Golden Age of Hollywood (GAH) actor collaboration network

Reference:
"Eigenvector-Based Centrality Measures for Temporal Networks"
Dane Taylor, Sean A. Myers, Aaron Clauset, Mason A. Porter, Peter J. Mucha
Preprint, arXiv:1507.01266 (2015)

Please see http://arxiv.org/abs/1507.01266 for up-to-date citation information.

------------------------------------

ABOUT THE NETWORK:

The "Golden Age of Hollywood" network is a sequence of graphs representing collaborations among 55 actors designated as representing the Golden Age of Hollywood. Nodes are actors and a directed edge points from one actor to another if (i) both actors are listed on the billing of some movie and (ii) the one had a lower billing position than the other. (More details below.) These edges are aggregated at the level of a decade of time. Each graph is a multigraph, and self-loops are allowed. Each graph is the (directed) actor-actor projection of an underlying actor-movie bipartite network.

------------------------------------

MORE DETAILS ABOUT NETWORK CONSTRUCTION:

The multigraph matrices for connections among 55 "Golden Age of Hollywood" actors (male and female). The list of the specific actors is given in HollywoodGoldenAge_names.txt; these were not selected scientifically, but were taken from the list on this Wikipedia page (on 2 September 2011):
  http://en.wikipedia.org/wiki/Classical_Hollywood_cinema

The raw data for the networks themselves were extracted were from the full text of the Internet Movie Database (IMDb), downloaded on 2 September 2011. The rules for assembling the graph from the raw data are as follows:

1. Each actor's list of "movies" is the full list from IMDb, except for entries that contain the following strings, which were removed:
   (i)   "archive" = archive footage or audio appearances
   (ii)  "unconfirmed"
   (iii) "SUSPENDED"
   (iv)  "(TV)" = TV movie, or made for cable movie
   (v)   "(V)" = made for video movie
   (vi)  "xxxxx" = television series

2. Self-loops (A->A): If an actor A is the only actor among our 55 that appears in some movie, we add a self-loop A->A only if the associated <xx> billing position in the credits is <1> for the starring role.

3. Arcs (A->B): If two actors A and B appear in the same movie, we add the arc A->B if the billing position of B is equal or better (smaller number) than A's position.
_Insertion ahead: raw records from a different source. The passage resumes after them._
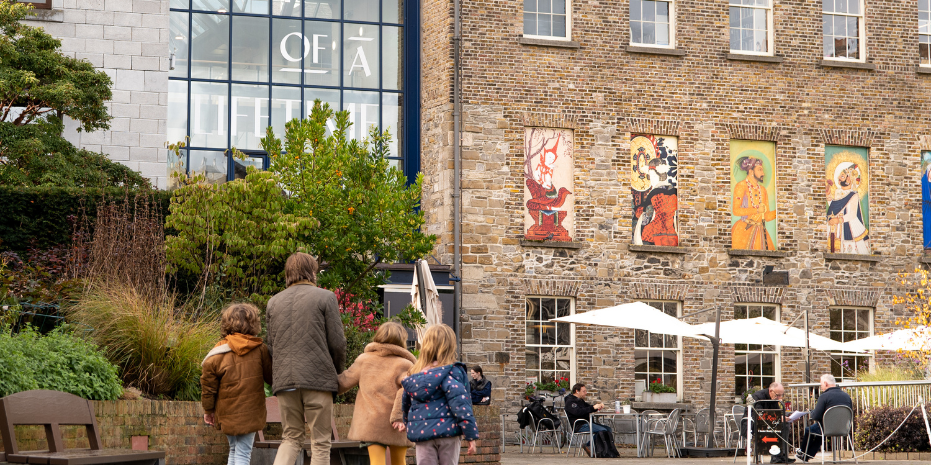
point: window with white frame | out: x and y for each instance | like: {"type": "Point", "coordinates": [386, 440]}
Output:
{"type": "Point", "coordinates": [751, 26]}
{"type": "Point", "coordinates": [659, 356]}
{"type": "Point", "coordinates": [844, 36]}
{"type": "Point", "coordinates": [549, 353]}
{"type": "Point", "coordinates": [924, 32]}
{"type": "Point", "coordinates": [651, 23]}
{"type": "Point", "coordinates": [849, 324]}
{"type": "Point", "coordinates": [547, 18]}
{"type": "Point", "coordinates": [756, 366]}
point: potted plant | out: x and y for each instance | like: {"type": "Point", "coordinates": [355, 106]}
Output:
{"type": "Point", "coordinates": [660, 393]}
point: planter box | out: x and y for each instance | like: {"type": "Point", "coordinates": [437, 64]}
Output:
{"type": "Point", "coordinates": [662, 398]}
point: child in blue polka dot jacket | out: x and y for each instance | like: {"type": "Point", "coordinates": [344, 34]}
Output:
{"type": "Point", "coordinates": [436, 403]}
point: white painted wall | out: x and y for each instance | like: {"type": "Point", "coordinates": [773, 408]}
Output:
{"type": "Point", "coordinates": [128, 39]}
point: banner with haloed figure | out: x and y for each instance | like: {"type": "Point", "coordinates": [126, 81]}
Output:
{"type": "Point", "coordinates": [654, 190]}
{"type": "Point", "coordinates": [847, 188]}
{"type": "Point", "coordinates": [753, 195]}
{"type": "Point", "coordinates": [548, 180]}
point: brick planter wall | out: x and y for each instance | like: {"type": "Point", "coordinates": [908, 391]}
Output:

If no billing position is listed for an actor, it is assumed to be the lowest possible rank.

(Thus, if three actors appear in some movie and none have billing positions listed, then we add arcs three bi-directional arcs because we cannot distinguish who was a "supporting" role and who was a "leading" role.)

4. The data in the files ending in _s0 follow rule #3 exactly. The data in the files ending in _s2 count billing positions <i> and <j> to be "equal" if |i-j|<=2. See the next section for the reasoning.
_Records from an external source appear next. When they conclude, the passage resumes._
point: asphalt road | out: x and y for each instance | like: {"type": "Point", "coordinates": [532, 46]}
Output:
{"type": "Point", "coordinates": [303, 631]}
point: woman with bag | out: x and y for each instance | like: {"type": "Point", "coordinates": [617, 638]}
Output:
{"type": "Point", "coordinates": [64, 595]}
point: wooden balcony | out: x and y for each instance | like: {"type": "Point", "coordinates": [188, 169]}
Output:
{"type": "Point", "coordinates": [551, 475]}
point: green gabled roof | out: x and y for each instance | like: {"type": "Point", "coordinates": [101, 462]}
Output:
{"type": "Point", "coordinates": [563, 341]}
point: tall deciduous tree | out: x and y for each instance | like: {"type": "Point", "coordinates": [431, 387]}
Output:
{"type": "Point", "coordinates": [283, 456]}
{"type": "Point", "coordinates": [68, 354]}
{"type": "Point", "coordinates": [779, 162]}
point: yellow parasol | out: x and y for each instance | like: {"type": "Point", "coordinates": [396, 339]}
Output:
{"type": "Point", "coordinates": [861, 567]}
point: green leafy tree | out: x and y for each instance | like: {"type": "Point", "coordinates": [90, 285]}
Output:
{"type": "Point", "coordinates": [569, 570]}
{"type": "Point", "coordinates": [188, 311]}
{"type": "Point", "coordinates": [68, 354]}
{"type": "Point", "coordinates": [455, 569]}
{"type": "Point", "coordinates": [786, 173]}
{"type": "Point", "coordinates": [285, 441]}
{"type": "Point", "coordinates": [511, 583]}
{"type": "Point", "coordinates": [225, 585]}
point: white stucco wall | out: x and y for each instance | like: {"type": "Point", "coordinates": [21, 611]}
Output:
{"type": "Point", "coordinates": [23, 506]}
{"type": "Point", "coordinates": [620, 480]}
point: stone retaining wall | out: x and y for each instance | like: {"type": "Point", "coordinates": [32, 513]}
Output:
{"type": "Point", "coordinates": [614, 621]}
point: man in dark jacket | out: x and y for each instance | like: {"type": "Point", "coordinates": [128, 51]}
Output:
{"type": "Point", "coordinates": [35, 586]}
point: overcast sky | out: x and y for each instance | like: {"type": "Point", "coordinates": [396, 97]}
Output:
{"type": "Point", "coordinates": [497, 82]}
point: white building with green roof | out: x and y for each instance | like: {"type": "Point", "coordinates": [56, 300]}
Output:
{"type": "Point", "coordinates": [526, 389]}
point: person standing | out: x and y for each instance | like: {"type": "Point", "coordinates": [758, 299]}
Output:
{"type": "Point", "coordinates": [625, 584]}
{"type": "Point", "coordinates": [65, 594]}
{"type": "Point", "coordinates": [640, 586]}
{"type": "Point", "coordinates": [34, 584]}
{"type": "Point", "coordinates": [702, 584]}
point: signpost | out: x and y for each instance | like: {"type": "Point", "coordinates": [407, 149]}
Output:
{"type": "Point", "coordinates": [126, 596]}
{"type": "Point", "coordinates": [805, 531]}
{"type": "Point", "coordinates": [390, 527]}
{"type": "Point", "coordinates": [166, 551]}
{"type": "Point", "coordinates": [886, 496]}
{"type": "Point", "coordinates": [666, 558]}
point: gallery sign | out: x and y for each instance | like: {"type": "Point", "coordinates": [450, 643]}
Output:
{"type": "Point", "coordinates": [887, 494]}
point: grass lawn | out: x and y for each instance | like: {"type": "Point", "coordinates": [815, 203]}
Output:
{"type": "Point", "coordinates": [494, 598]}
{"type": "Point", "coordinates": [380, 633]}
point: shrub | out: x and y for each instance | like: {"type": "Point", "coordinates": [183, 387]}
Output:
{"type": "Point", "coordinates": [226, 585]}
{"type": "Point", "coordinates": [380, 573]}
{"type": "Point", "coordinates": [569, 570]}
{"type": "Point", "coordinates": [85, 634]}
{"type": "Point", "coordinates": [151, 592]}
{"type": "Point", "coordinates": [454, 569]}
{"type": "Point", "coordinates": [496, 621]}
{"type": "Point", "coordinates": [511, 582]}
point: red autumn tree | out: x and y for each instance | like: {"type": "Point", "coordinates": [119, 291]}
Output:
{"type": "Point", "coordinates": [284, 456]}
---------------------------------------------

A NOTE ABOUT SEXISM AND STATUS IN MOVIE BILLING:

During this time period (i) women were rarely given equal or greater billing positions to men, and thus an ordering <1> and <2> could reasonably be considered equal billing rather than <1> being better / more important than <2>, and (ii) billing positions (even among actors of the same sex) that only differ by a small amount may not be informative and so could possibly be ignored.
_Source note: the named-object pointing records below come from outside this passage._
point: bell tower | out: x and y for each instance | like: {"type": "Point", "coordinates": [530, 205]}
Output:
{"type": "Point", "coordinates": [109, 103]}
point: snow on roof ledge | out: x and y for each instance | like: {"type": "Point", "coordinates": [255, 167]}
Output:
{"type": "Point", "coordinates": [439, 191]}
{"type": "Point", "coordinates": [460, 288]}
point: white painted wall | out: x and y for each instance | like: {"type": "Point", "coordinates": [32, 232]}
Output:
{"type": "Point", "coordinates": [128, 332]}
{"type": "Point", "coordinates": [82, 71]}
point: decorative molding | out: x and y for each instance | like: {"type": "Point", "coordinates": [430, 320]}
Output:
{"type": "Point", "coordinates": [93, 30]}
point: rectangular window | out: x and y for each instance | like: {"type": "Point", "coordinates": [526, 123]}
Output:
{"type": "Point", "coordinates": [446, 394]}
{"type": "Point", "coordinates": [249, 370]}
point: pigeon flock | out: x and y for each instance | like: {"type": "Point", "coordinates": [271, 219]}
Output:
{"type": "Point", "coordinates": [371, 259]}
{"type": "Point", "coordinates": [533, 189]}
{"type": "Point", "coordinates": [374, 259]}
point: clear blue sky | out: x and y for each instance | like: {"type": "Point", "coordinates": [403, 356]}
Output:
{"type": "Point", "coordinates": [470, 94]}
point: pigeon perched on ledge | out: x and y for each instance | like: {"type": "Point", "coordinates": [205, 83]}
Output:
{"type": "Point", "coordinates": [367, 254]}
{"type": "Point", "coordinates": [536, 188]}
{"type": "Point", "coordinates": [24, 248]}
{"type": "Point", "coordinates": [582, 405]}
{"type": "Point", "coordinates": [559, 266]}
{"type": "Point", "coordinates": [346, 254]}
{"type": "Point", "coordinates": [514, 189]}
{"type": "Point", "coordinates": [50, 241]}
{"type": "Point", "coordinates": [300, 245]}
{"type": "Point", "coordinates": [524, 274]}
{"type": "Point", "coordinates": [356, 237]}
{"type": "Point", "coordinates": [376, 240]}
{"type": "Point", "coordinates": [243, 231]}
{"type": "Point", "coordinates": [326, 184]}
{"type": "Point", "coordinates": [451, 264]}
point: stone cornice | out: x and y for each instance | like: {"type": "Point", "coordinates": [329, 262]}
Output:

The files ending in _s2 are thus a modest (and admittedly heuristic) effort to control for the potentially spurious information represented in the direction of some particular edges.

---------------------------------------------

A NOTE ABOUT TEMPORAL AGGREGATION:

Each network is a snapshot of the actor collaboration network: only movies with release dates strictly within a particular window are counted toward the collaboration matrix for that period.

NOTE: each window is 10 years long, except for the first window, which is 11 years long in order to include 1909 (the first year any movie appeared in our sample).

------------------------------------

A FINAL NOTE:

Given the above information, it should not be too difficult to derive an updated version of this network (using IMDb data that is more recent than 2011), or which is based on a different notion of equal billing.

And, in general, these data are provided as-is with no guarantees of correctness or accuracy. I can only say that I did check both the code, and the output quite carefully before releasing the data.